2. **Define the LSTM model class.** Create a class that inherits from `nn.Module` and define the LSTM layers and the forward pass.
3. **Initialize your hyperparameters (ex. input_dim, hidden_dim, num_layers, output_dim, num_epochs, learning rate, etc.), initialize the model, and define the loss function and the optimizer.** Use `nn.MSELoss` for the loss function and `torch.optim.Adam` or any other optimizer of your choice.
    


# Model Training
Train the LSTM model with the prepared data:
1. **Implement the training loop.** Iterate over the training data, perform forward and backward passes, and update the model weights.

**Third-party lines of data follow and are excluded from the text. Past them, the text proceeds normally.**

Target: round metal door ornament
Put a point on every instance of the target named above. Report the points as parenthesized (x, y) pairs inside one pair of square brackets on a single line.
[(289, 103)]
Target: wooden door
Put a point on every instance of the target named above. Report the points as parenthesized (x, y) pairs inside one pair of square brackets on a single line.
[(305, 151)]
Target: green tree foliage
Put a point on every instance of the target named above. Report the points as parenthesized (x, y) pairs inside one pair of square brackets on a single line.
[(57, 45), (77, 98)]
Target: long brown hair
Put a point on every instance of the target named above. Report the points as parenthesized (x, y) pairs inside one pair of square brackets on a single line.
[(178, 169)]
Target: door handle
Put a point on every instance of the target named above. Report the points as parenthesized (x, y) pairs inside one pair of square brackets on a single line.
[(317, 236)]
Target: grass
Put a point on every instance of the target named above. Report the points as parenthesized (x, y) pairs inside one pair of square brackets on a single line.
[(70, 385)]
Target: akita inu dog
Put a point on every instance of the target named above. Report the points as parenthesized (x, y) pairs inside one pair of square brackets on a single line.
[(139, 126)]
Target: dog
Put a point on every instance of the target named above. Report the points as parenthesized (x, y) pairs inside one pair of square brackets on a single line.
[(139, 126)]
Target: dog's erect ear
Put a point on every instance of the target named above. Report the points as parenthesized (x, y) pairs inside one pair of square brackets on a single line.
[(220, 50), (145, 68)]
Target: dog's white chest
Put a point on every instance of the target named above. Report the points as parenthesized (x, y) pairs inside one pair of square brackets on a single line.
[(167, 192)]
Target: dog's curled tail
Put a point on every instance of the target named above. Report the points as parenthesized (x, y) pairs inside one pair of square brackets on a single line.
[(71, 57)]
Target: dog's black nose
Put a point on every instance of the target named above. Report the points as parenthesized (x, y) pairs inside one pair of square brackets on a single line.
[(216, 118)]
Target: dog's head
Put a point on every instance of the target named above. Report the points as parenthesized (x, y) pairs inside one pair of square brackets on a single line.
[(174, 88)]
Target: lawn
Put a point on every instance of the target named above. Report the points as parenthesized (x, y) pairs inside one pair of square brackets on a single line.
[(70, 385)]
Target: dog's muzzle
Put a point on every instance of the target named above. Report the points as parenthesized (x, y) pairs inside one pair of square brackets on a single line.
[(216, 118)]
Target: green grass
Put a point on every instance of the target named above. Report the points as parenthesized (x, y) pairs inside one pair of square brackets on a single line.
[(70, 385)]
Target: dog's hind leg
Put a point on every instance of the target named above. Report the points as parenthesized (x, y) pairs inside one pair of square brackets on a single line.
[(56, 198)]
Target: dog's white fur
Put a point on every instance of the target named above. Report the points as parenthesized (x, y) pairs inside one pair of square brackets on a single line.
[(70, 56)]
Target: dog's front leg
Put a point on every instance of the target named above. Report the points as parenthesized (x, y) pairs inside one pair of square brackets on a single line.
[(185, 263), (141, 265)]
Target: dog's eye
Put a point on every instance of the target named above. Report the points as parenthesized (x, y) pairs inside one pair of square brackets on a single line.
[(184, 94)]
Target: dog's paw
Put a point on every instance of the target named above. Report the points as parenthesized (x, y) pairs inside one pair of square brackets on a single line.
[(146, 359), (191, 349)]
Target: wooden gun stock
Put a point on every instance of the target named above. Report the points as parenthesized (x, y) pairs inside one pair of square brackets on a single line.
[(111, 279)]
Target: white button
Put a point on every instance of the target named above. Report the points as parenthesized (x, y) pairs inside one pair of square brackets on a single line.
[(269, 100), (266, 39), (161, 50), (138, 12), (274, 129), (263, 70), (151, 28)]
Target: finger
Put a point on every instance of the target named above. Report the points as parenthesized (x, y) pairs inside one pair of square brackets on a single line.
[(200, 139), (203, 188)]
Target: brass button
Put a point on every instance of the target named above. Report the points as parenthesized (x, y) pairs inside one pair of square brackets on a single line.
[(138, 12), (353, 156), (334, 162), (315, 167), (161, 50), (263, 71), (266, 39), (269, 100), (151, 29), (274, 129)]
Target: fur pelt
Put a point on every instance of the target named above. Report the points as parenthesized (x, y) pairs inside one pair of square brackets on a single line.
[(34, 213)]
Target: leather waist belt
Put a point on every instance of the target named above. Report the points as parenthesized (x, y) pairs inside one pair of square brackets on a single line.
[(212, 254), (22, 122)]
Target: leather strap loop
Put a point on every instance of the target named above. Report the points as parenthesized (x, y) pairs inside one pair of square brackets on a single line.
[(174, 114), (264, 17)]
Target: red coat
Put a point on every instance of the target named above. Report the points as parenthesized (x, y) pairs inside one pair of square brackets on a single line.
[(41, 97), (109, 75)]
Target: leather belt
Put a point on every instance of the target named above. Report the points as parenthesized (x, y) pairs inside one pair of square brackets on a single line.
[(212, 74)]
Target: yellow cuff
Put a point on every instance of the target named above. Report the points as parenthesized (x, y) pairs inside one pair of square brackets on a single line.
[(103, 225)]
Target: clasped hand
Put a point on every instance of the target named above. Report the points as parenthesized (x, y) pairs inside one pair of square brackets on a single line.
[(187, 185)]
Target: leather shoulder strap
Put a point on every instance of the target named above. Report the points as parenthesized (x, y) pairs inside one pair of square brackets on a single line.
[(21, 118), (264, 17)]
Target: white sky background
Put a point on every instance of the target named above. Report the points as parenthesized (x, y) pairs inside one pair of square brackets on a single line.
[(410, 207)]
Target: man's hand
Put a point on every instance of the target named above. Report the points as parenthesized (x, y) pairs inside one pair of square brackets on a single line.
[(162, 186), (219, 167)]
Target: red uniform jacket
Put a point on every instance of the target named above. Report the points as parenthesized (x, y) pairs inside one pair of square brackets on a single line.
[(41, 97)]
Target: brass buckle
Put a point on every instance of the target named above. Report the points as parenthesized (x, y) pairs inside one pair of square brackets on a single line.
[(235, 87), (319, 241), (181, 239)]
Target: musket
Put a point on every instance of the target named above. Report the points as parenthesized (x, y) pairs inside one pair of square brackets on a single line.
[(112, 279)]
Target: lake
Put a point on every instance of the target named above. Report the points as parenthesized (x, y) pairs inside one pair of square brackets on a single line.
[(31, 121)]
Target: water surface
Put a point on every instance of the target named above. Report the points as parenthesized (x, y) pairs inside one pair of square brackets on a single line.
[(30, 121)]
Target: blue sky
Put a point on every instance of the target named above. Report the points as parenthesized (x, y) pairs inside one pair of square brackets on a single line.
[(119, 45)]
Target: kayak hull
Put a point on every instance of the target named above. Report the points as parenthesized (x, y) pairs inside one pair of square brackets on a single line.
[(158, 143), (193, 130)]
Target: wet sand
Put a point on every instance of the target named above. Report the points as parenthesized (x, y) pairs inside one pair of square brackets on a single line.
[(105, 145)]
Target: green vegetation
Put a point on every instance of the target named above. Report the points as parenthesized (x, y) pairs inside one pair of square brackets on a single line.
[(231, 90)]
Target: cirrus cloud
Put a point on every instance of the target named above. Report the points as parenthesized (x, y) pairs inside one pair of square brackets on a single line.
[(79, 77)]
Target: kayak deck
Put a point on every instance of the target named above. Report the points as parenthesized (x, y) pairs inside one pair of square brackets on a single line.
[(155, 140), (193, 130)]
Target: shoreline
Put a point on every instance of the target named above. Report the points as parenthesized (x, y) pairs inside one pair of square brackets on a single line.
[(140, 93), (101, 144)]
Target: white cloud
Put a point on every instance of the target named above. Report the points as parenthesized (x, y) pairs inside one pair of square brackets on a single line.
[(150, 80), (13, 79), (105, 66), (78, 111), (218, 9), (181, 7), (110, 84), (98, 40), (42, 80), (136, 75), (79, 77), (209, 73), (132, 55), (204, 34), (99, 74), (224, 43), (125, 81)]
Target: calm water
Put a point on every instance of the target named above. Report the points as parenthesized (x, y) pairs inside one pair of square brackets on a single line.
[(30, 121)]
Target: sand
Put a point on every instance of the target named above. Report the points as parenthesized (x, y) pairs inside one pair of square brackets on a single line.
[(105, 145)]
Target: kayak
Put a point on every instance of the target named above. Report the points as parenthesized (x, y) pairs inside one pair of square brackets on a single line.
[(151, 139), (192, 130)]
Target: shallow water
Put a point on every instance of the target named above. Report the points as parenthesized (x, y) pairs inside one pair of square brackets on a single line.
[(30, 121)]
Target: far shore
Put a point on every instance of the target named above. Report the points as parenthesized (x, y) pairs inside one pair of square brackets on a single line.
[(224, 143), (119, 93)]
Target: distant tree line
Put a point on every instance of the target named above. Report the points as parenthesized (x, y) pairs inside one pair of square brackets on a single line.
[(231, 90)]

2. **Use a loss function to track training performance.**
    


# Prediction
Use the trained model to make stock price predictions:
1. **Implement the prediction function.** Use the trained model to generate predictions on the test data.
2. **Evaluate the model's performance on the test data.** Calculate metrics like MSE or MAE to assess the model's performance (if you're using PyTorch's `nn.MSELoss` function, you can use the `item()` function to get the MSE).
3. **Visualize the predicted vs actual stock prices.** Plot the predicted and actual prices to visually inspect the model's performance.